An experimental surgery implanted two sensor arrays, each the size of a pea, on the surface of Scheurmann's brain. Then they were wired to two computer connections called pedestals. Within months, Scheurmann was able to control a robotic arm with nothing but her thoughts. 

Still, 11 years ago, technology had its limitations. Scheurmann could close open and close her robotic fist, but she had difficulties when it came to grasping an object, even if she was looking right at it.

Today, the technology has advanced even further. Now, not only can people with spinal cord injuries and amputations control prosthetic limbs with their minds—including grasping objects—the advanced prosthetic can also return a sense of touch to their brain.

Pelley met Brandon Prestwood, who lost his hand in an industrial accident in 2012. The prosthetic limb is connected to a computer and to muscles and nerves in his arm, and these connections have given him motor control of the hand and returned his sense of touch.

"That's my fingers," Prestwood told Pelley. "I am feeling my fingers that I don't have anymore.

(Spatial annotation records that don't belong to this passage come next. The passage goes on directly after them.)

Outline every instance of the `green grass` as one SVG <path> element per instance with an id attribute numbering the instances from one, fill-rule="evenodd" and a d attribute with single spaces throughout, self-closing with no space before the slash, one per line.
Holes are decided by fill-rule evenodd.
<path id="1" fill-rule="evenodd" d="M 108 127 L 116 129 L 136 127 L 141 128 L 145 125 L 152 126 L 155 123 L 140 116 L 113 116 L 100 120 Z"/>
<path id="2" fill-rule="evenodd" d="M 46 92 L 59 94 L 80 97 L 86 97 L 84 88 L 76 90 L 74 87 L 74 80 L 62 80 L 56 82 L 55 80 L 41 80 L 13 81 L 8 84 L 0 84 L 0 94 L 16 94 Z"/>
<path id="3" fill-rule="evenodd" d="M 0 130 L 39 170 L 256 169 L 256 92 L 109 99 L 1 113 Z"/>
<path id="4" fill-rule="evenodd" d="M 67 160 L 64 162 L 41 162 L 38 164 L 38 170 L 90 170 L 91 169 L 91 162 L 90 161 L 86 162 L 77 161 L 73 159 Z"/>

I'm feeling them."

Scott Imbrie, a volunteer for a project at the University of Chicago, had his movement and sense of touch limited by a spinal injury from a car accident. Now, the ports in his skull communicate his brain's intention to a robot arm. The sensors in the robot hand then send the feeling of touch back into his brain. 

Computer ports in Scott Imbrie's skull are wired to the motor and sensory parts of his brain 60 Minutes

But today's technology may offer the greatest independence through no prosthetic at all.

Austin Beggin became quadriplegic after diving into a submerged sandbar while on vacation to celebrate his college graduation. Like Imbrie, he has ports in his skull that connect to his brain.

But unlike Imbrie, the signals for motor control go not to a robot arm, but to his own arm. Sensors inside his arm fire his muscles, bypassing his damaged spine. This allows Beggin to do something that he had not been able to do in years—shake his father's hand.

"All I've ever wanted to do is just shake someone's hand and just tell them, you know, 'Hi.' Just simple hi," Beggin said. "But getting that opportunity to do it with my dad, it was, like, saying, 'Thank you for the last eight years of sticking this out with me.'"

The video above was produced by Brit McCandless Farmer and Will Croxton. It was edited by Will Croxton.